Reviewed by Benjamin Orchard
It hard to know sometimes, if one should laugh or cry when attending The Adelaide Rep’s latest production – an unnervingly intense look at a dysfunctional family coming apart at the seams as, gathered together for the birthday celebration of their elderly patriarch, years of pent up resentment and bitterness come to the boil in a succession of vicious, but sometimes witty arguments.
Russell Starke is suitably cantankerous and cynical as the “Big Daddy”, whose towering ego has cast a long shadow over the lives of his family. But he knows just the right moments to display some vulnerability underneath the bluster, ensuring the audience is always able to empathise, if not sympathise, with this wounded soul… and understand why his long suffering wife (Jude Brennan, bringing a subtly nuanced dignity to a role that all too easily could’ve been played as a one-note doormat) is willing to put up with him.
Big Daddy’s money-grubbing eldest son, Gooper (Alan Fitzpatrick), and Gooper’s prissy snob of a wife, Mae (Nicole Rutty) are played in broader strokes, ultimately emerging as the kind of loathsome scabs that an audience loves to hate. With a family like this it’s easy enough to see why younger son, Brick (Joshua Coldwell) is driven to drink. Coldwell portrays Brick’s bitterness well, and is quietly affecting in scenes where he relates how he is haunted by both the suicide of a close friend and his glory days as a college football star.
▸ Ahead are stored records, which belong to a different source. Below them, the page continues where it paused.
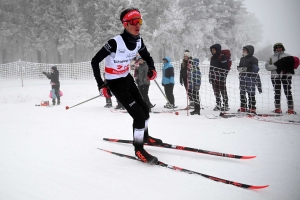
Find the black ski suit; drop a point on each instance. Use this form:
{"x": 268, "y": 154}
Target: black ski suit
{"x": 125, "y": 89}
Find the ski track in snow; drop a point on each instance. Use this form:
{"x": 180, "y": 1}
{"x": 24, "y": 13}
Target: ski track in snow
{"x": 51, "y": 153}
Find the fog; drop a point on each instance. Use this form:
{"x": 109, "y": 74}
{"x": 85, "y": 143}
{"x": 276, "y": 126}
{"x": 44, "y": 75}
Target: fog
{"x": 280, "y": 19}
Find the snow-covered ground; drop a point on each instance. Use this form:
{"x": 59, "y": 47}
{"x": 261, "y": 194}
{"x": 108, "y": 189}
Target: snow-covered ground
{"x": 51, "y": 153}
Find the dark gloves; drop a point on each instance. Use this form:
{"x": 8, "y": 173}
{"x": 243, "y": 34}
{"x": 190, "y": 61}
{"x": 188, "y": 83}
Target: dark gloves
{"x": 151, "y": 74}
{"x": 250, "y": 68}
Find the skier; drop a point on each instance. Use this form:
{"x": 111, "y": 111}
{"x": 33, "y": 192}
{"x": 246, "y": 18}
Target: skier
{"x": 168, "y": 81}
{"x": 217, "y": 77}
{"x": 118, "y": 53}
{"x": 248, "y": 69}
{"x": 108, "y": 99}
{"x": 278, "y": 79}
{"x": 55, "y": 84}
{"x": 143, "y": 82}
{"x": 194, "y": 82}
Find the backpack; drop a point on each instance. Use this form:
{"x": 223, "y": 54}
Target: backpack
{"x": 227, "y": 54}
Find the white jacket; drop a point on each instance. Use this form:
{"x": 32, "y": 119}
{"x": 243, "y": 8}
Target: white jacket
{"x": 271, "y": 67}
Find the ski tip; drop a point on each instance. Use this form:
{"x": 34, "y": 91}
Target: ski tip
{"x": 104, "y": 150}
{"x": 248, "y": 157}
{"x": 110, "y": 139}
{"x": 258, "y": 187}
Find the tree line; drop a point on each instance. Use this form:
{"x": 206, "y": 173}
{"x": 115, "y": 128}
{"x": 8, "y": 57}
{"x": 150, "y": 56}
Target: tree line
{"x": 73, "y": 31}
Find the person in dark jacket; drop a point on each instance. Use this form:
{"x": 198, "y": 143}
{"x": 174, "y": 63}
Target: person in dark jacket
{"x": 248, "y": 68}
{"x": 168, "y": 81}
{"x": 55, "y": 84}
{"x": 142, "y": 81}
{"x": 194, "y": 82}
{"x": 280, "y": 79}
{"x": 217, "y": 77}
{"x": 184, "y": 70}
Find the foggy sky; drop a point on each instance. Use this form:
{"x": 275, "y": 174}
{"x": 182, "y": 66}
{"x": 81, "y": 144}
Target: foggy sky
{"x": 281, "y": 22}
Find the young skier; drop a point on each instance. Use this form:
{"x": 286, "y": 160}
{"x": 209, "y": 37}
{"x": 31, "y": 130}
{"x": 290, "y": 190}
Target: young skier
{"x": 168, "y": 81}
{"x": 118, "y": 53}
{"x": 55, "y": 84}
{"x": 194, "y": 82}
{"x": 217, "y": 77}
{"x": 248, "y": 69}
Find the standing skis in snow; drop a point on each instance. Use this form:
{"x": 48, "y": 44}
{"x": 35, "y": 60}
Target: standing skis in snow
{"x": 118, "y": 53}
{"x": 168, "y": 82}
{"x": 248, "y": 76}
{"x": 194, "y": 82}
{"x": 55, "y": 84}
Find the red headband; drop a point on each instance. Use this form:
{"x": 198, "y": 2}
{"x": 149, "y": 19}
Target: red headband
{"x": 132, "y": 14}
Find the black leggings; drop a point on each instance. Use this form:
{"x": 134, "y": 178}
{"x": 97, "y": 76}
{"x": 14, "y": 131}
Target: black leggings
{"x": 127, "y": 93}
{"x": 169, "y": 93}
{"x": 56, "y": 91}
{"x": 286, "y": 82}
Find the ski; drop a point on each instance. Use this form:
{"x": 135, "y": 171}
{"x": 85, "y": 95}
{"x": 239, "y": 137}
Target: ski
{"x": 118, "y": 111}
{"x": 183, "y": 148}
{"x": 251, "y": 114}
{"x": 125, "y": 111}
{"x": 162, "y": 164}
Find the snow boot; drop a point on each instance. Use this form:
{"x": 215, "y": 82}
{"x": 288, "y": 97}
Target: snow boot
{"x": 291, "y": 112}
{"x": 225, "y": 108}
{"x": 144, "y": 156}
{"x": 108, "y": 105}
{"x": 217, "y": 108}
{"x": 195, "y": 112}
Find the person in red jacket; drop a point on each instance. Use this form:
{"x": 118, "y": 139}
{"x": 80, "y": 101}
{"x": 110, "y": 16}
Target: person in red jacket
{"x": 118, "y": 53}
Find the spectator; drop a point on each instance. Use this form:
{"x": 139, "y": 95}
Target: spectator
{"x": 108, "y": 99}
{"x": 168, "y": 81}
{"x": 194, "y": 82}
{"x": 143, "y": 82}
{"x": 184, "y": 73}
{"x": 248, "y": 76}
{"x": 55, "y": 84}
{"x": 281, "y": 78}
{"x": 217, "y": 77}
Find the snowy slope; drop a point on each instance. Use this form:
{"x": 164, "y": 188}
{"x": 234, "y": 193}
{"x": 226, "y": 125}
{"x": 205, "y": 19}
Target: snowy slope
{"x": 51, "y": 153}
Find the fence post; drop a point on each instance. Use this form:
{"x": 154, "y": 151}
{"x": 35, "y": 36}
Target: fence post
{"x": 21, "y": 72}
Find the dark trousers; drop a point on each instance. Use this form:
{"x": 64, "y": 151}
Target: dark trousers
{"x": 169, "y": 93}
{"x": 56, "y": 89}
{"x": 220, "y": 89}
{"x": 251, "y": 100}
{"x": 286, "y": 82}
{"x": 195, "y": 98}
{"x": 127, "y": 93}
{"x": 144, "y": 89}
{"x": 108, "y": 100}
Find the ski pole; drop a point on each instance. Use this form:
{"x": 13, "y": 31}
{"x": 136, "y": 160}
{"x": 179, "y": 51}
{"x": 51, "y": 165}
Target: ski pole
{"x": 163, "y": 93}
{"x": 67, "y": 107}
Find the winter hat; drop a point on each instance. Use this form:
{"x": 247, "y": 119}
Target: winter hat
{"x": 279, "y": 44}
{"x": 296, "y": 62}
{"x": 54, "y": 68}
{"x": 187, "y": 54}
{"x": 196, "y": 62}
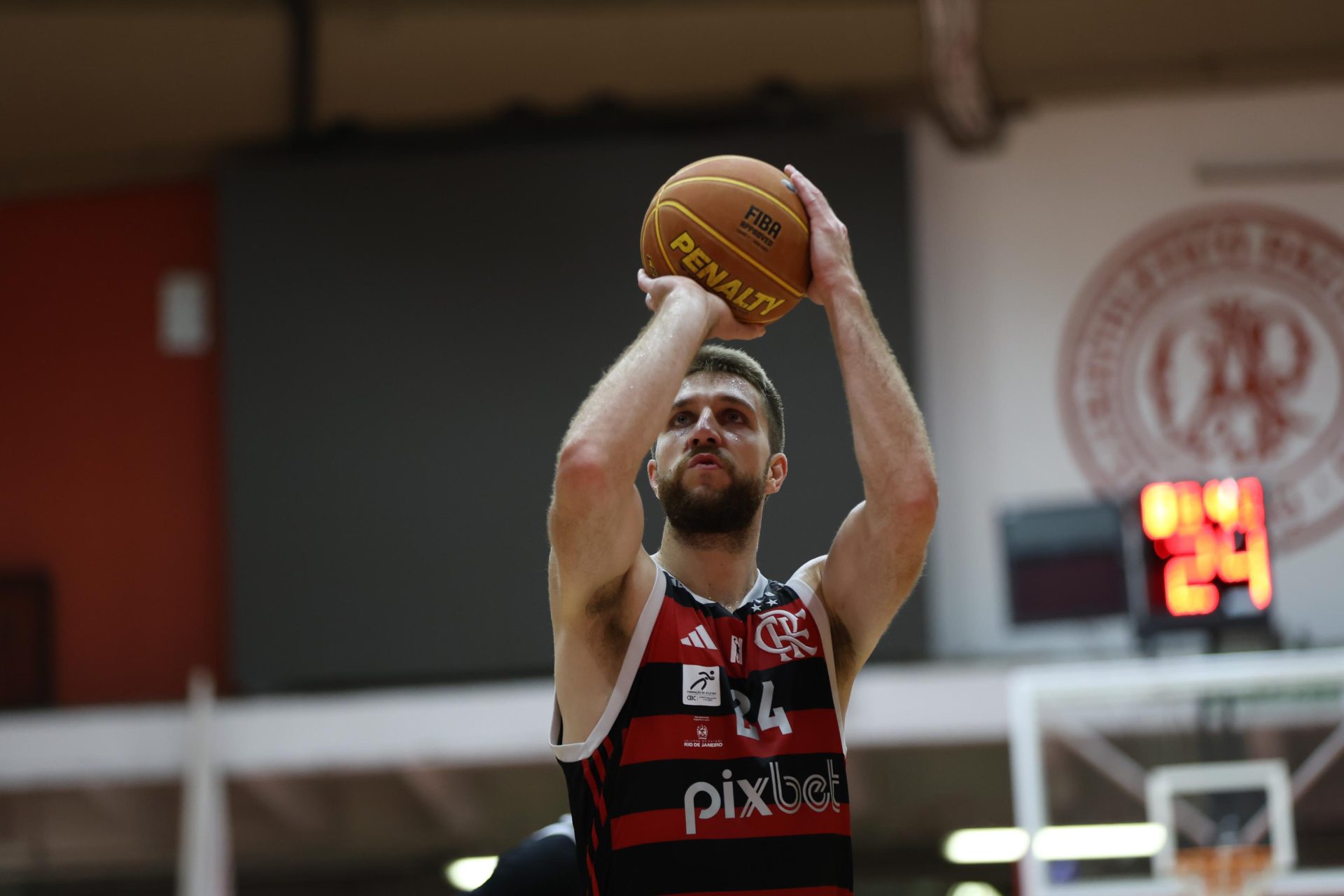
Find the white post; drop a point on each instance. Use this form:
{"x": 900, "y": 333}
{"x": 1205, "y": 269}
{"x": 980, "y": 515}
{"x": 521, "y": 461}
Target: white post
{"x": 204, "y": 864}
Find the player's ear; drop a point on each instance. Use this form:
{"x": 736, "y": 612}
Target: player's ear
{"x": 776, "y": 472}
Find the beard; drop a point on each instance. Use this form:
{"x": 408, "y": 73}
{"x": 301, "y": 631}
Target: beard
{"x": 711, "y": 517}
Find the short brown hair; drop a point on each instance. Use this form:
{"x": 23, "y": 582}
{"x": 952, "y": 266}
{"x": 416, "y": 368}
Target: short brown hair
{"x": 721, "y": 359}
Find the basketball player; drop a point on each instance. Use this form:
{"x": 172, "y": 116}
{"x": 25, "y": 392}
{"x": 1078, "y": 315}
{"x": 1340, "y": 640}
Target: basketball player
{"x": 699, "y": 706}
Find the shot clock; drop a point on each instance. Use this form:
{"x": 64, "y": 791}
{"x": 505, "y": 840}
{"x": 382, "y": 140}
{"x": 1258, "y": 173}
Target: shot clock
{"x": 1206, "y": 554}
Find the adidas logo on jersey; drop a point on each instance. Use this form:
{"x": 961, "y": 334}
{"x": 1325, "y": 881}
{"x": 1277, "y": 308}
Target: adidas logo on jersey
{"x": 699, "y": 637}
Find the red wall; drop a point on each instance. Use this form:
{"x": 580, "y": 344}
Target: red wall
{"x": 109, "y": 450}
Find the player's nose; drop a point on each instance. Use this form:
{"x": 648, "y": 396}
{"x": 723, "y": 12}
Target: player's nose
{"x": 706, "y": 430}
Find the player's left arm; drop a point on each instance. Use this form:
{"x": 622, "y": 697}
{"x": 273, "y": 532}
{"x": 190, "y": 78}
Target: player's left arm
{"x": 879, "y": 551}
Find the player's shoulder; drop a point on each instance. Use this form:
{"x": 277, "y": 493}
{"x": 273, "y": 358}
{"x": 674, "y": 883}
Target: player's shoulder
{"x": 809, "y": 574}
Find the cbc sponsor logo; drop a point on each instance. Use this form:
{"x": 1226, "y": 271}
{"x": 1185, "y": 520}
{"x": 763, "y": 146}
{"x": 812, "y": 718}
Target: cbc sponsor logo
{"x": 788, "y": 794}
{"x": 784, "y": 634}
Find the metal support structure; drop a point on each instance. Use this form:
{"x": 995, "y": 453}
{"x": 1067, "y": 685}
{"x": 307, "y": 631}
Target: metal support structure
{"x": 204, "y": 862}
{"x": 958, "y": 71}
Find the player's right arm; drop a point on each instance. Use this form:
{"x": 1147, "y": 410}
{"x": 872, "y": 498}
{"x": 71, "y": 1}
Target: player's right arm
{"x": 598, "y": 568}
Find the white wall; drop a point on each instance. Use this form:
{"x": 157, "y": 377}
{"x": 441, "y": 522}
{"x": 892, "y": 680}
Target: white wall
{"x": 1006, "y": 242}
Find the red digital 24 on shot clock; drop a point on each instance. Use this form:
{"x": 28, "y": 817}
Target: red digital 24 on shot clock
{"x": 1206, "y": 551}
But Coldwell’s depiction of the character’s alcoholism skirts the edge of caricature – by the time he consumes his 12th glass of whiskey in a row, with little noticeable effect on his speech or mannerisms, the character’s constant drinking comes across as somewhat cartoonish.
Though Brick’s wife, Maggie (Anita Pipprell) has a tendency to “act out” with an adolescent petulance to get the attention of those around her, she is frequently the sole voice of reason in any given scene. Pipprell does a fine job of capturing the duality of a character who has an immature temperament, but at the same time is a much more intelligent and reasonable person than any of the family members who constantly relate to her in a condescending way.
John Matsen, David Rapkin, Alicia Hammond, Zara Blight, Rachael Holmes-Vickers, Thomas Hamilton-Smith and Jimmy White don’t get much dialogue as the other guests. But they each have a strong physicality that enriches the background of the proceedings, without intruding upon the main drama.
The combined bedroom/living room set eliminates the need for drawn out scene transitions, and has a suitably “homey” atmosphere. Costumes are period appropriate, without being ostentatiously flashy.
Overall, if you like your theatre to be impassioned and confronting, and don’t mind going on an emotional journey with some very flawed, unsympathetic characters, then you’re well catered for with this production of Cat On A Hot Tin Roof.